Diese Kinder, liberal eingestellter Eltern, wurden nie geschlagen, und erhielten zu Geburtstagen und zu Weihnachten heimlich Geschenke, um sich „weltlichen" Kindern gegenüber nicht benachteiligt zu fühlen.
Ich erwähnte dieses Wissen meinem Stiefeltern gegenüber nie, entwickelte aber Neidgefühle und schämte mich dafür.
Jetzt möchte ich zum Schluß noch die Frage von Bauer beantworten.
\i{Was war eigentlich der Beweggrund dich zu adoptieren?
Die Hinterlassenschaft deiner Eltern?
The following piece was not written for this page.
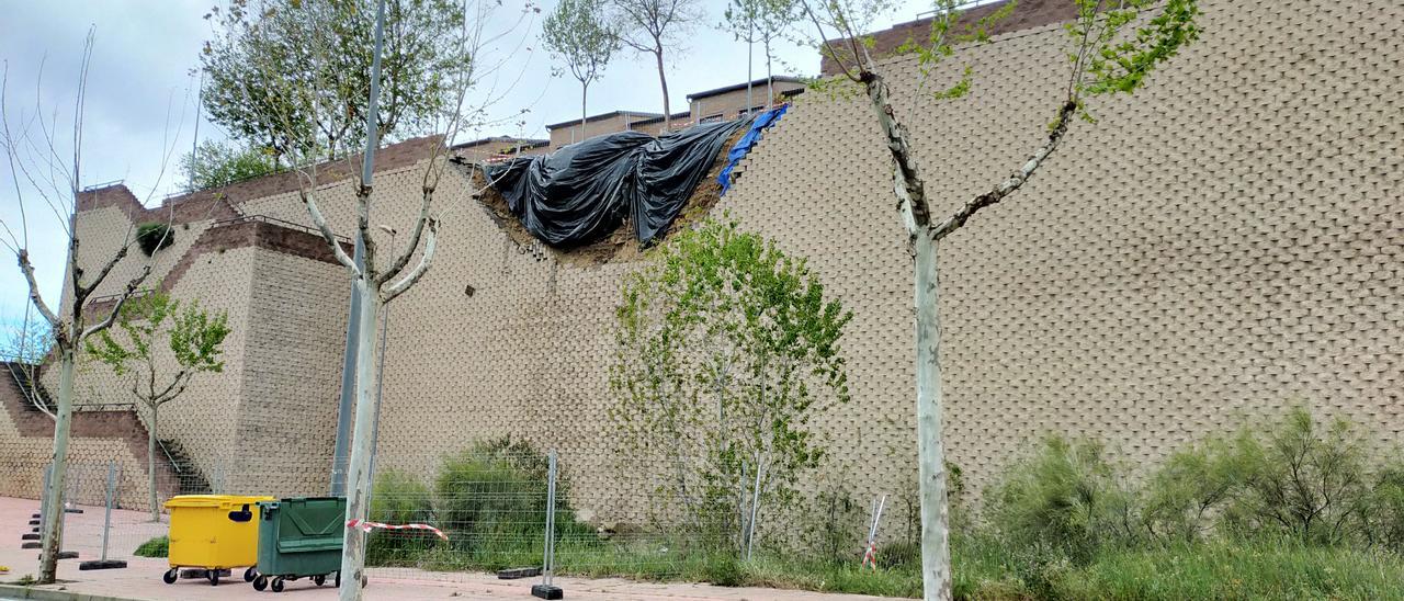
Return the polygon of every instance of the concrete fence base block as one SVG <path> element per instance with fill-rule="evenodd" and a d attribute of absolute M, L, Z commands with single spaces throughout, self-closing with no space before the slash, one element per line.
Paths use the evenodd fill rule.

Dann kann ich gut verstehen, dass sie auch Zeugen Jehovas wurden.}
Falls du, lieber Bauer, durch meinen Beitrag zu der Meinung gekommen bist, meine leiblichen Eltern wären ZJ gewesen, so ist das falsch.
Ich kann mich an ihre Konfession nicht erinnern, weiß aber noch, dass wir beispielsweise zu Weihnachten und wahrscheinlich noch zu ein oder zwei anderen Gelegenheiten im Jahr, die Kirche aufsuchten, und ich mich sehr auf bestimmte Vorführungen gefreut habe.
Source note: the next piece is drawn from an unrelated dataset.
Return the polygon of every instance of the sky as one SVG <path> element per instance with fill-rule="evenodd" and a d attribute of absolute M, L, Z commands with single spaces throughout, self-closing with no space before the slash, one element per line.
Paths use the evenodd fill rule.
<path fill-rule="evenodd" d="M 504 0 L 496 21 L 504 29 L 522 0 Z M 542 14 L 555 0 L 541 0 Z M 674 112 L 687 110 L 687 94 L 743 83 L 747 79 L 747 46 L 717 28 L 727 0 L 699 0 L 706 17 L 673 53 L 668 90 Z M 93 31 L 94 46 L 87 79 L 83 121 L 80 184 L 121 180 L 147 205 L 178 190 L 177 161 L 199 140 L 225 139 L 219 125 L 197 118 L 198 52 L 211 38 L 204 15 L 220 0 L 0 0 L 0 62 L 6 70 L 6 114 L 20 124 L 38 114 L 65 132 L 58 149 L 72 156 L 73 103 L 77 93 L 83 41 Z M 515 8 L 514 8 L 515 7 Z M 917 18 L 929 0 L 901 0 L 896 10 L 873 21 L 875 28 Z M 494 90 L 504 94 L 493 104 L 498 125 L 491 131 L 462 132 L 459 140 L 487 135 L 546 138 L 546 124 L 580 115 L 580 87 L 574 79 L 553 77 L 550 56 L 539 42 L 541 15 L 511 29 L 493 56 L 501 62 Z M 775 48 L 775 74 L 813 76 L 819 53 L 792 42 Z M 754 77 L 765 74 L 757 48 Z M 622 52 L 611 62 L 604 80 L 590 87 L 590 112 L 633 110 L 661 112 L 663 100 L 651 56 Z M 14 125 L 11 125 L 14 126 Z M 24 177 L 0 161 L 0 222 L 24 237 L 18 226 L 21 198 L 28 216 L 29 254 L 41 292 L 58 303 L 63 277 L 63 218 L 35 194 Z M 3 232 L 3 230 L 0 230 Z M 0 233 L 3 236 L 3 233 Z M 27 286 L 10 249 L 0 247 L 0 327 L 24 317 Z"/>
Ich kann mich nicht erinnern, dass wir zu Tisch oder zu anderen Gelegenheiten jemals gebetet haben.
Der Beweggrund mich zu adoptieren, war, laut meiner Stiefmutter, dass sie keine eigenen Kinder bekommen konnten, und dass sie sich einen Sohn gewünscht hätten.
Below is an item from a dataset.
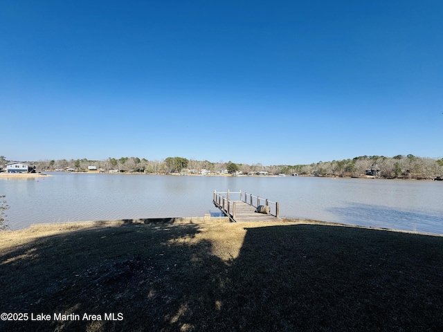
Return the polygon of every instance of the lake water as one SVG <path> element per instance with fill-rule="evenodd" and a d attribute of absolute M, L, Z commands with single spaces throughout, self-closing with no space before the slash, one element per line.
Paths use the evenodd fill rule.
<path fill-rule="evenodd" d="M 283 217 L 443 234 L 441 181 L 51 174 L 0 178 L 11 229 L 39 223 L 203 216 L 219 212 L 212 203 L 213 191 L 230 190 L 278 201 Z"/>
Kurz nach meiner Adoption wandten sie sich den ZJ zu, und ich wäre dann, so sagte sie mir unverblümt, bezüglich ihres religiösen Wertegangs eine schwer zu tragende Last gewesen.
Aufgrund ihres aufbrausenden Gebarens während unseres Gespräches, verzichtete ich darauf zu fragen, warum sie mich dann nicht wieder ins Heim zurückgaben und schnitt dieses Thema nie mehr an.

Viele Grüße an alle
von
Frank-Peter

P.S.
Lieber Paul,
ich glaube wir sind zwei Seiten der selben Medaille.
Du wirst von deinen Gefühlen aufgrund des von dir Erlebten stets überwältigt, während ich den Schlüssel nicht finden kann, selbige nach außen hin zu zeigen.
Vielleicht bricht ja bei mir auch irgendwann mal der Damm.
Vielleicht kann ich mich mal dazu aufraffen, hier einiges von meinen Gefühlen, Empfindungen und Gedanken preiszugeben, das heißt falls ich es schaffe, alles in Worte zu kleiden und es sich für mich nicht gar zu blöd anhört.